November 28, 2019
What is DataStore Community?
DataStore Community
is a light-weight database based on the DataStore
schema
and populated with data from credit bureau reports.
It is open-source and contains several components:
DataStore
model / schema and SQL code to create a sample database in SQL Server (any edition – Express, Standard or Enterprise)- XSLT code to re-enginner data from credit report XML files into
DataStore
- SSIS package(s) to parse transformed XML files into SQL Server
- SQL code to detect and fix common data quality issues
- Documentation and source code on our GitHub page
Note: more features will be added in the future, through community contribution and from
DataFactory Enterprise
Please see DataFactory overview and feature comparison for more details.
Why use DataStore Community?
It is free
Great value for zero money – the DataStore
gets better with
every credit report parsed and stored in it, eventually becoming a mini-copy
of the credit histories database, limited only by the number of people
and legal entities whose credit reports are loaded into it.
The bigger the data —> the better the predictive models
Loading customer-centric data from ERP, CRM and other data sources into the datastore will make your datasets richer. Whatever credit bureau’s models can do – your models will do better.
Thus a valuable digital asset is created for free from credit report costs incurred over the years.
A 3NF normalized datastore that is easily extensible
Thanks to the 3NF database model normalization, additional data sources (e.g. customer card transactions, marketing campaign responses) are added simply as new tables alongside the tables storing data from credit reports.
A 3NF normalized datastore is a good starting point for building a designated DS/ML data silo, and can be stuctured to function as the single source of truth in data integration projects.

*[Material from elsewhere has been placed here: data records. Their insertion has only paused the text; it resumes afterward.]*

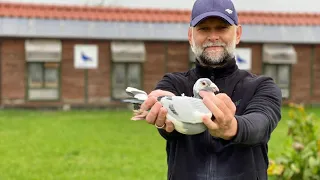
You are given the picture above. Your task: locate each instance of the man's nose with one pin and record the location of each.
(213, 36)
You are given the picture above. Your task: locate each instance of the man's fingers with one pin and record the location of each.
(146, 105)
(227, 100)
(160, 121)
(153, 114)
(169, 126)
(209, 123)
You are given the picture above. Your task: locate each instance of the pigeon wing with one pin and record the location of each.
(186, 109)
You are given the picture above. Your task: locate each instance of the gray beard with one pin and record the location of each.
(206, 62)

Integration into existing datawarehousing infrastructure
Like other mature database management systems, SQL Server has well designed tools for importing all sorts of data from various sources – relational and NoSQL databases, CSV, TXT, XML files. There are also multiple options for exporting data from SQL Server to other destinations.
The data warehousing ecosystem of your company probably has a number of data silos, some of which are used for BI, reporting and data mining purposes. Depending on the specific settings and business requirements, it creates two major options and a range of combinations in-between:
- As yet another datamart in the existing datawarehousing infrastructure by importing pre-processed and ready-to use ‘final’ data into a master DWH;
- As a stand-alone data silo for DS/ML projects, eventually tranforming it into a master DWH;
- Various combinations of the two options above.

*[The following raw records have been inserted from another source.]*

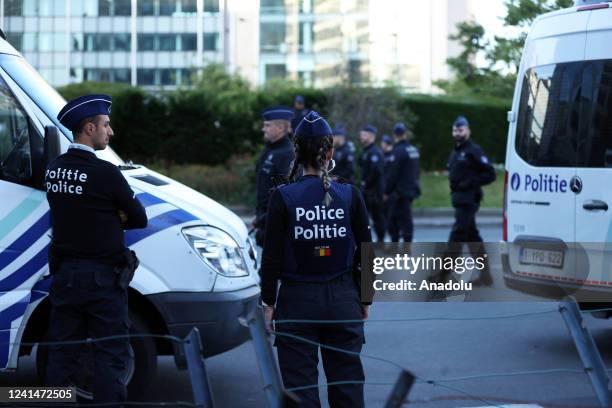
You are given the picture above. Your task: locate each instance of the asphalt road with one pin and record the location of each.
(431, 349)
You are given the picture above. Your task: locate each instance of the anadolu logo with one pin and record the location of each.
(515, 181)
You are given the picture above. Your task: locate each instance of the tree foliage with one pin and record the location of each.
(496, 77)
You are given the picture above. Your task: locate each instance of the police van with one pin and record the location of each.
(198, 266)
(557, 219)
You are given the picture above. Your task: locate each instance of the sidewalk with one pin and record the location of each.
(423, 217)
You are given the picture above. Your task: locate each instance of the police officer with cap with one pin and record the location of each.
(402, 185)
(274, 162)
(372, 179)
(468, 170)
(91, 205)
(299, 111)
(344, 156)
(315, 227)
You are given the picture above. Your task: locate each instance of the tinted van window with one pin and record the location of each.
(564, 116)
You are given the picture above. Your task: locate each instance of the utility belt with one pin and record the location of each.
(124, 270)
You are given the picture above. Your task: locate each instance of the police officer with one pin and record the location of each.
(91, 204)
(468, 170)
(402, 186)
(372, 179)
(315, 227)
(299, 111)
(344, 156)
(274, 162)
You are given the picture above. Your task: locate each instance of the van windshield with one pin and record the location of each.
(565, 115)
(45, 97)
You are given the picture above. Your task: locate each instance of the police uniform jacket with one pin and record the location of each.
(308, 242)
(272, 167)
(372, 171)
(468, 170)
(85, 195)
(403, 169)
(344, 157)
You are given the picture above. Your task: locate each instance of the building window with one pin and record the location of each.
(211, 6)
(146, 76)
(272, 7)
(272, 37)
(167, 42)
(188, 6)
(146, 8)
(16, 40)
(146, 42)
(189, 42)
(122, 42)
(167, 7)
(13, 7)
(122, 75)
(211, 41)
(123, 8)
(276, 71)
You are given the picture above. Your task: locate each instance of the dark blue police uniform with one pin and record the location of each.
(373, 184)
(344, 157)
(468, 170)
(85, 196)
(313, 250)
(402, 186)
(272, 168)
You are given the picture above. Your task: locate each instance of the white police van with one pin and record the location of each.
(197, 263)
(558, 183)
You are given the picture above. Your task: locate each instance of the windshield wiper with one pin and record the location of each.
(128, 166)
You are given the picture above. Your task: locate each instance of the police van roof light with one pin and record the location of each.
(585, 5)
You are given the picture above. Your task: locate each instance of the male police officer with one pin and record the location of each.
(299, 111)
(91, 204)
(344, 156)
(402, 184)
(274, 162)
(468, 170)
(372, 179)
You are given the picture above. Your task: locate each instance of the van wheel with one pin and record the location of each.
(138, 375)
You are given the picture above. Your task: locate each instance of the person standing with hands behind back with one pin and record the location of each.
(315, 228)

How we deliver the DataStore Community
It is available for review and free download from our GitHub page.
Useful links
Datawarehouses, data lakes and datamarts are a big topic revolving around
two major datawarehouse philosophies, Inmon and Kimball.
Our design of DataStore
is in line with Bill Inmon’s paradigm.
Please see below a few links on DWH design.

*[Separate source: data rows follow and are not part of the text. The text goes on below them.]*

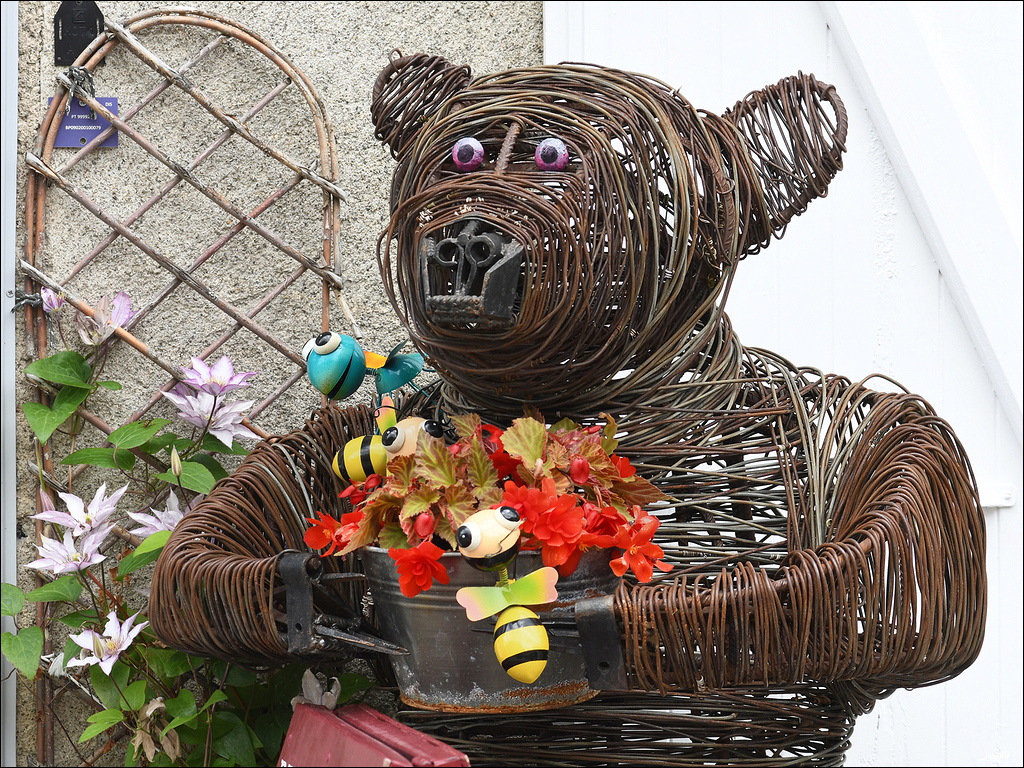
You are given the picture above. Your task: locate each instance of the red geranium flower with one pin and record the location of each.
(327, 530)
(623, 465)
(600, 525)
(639, 554)
(419, 567)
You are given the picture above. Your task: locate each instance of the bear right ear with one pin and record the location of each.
(408, 91)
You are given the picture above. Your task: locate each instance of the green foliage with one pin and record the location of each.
(23, 649)
(144, 554)
(11, 600)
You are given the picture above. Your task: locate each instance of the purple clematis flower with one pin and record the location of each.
(79, 518)
(222, 420)
(159, 520)
(107, 647)
(217, 380)
(51, 300)
(62, 557)
(107, 317)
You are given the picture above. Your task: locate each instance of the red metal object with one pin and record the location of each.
(358, 735)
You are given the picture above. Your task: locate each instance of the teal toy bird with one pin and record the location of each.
(336, 365)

While the source data in DataStore
is structured into many tables
linked with each other through foreign keys to ensure data integrity
and minimize data redundancy, denormalized datamarts can be created as and when
required. In practice ‘denormalized’ usually means that tables with ‘final’
data such as variables for predictive analytics and modeling will be created
for use in BI, reporting, DS/ML and other projects.
Strict 3NF data atomicity requirements do not apply to denormalized datamarts.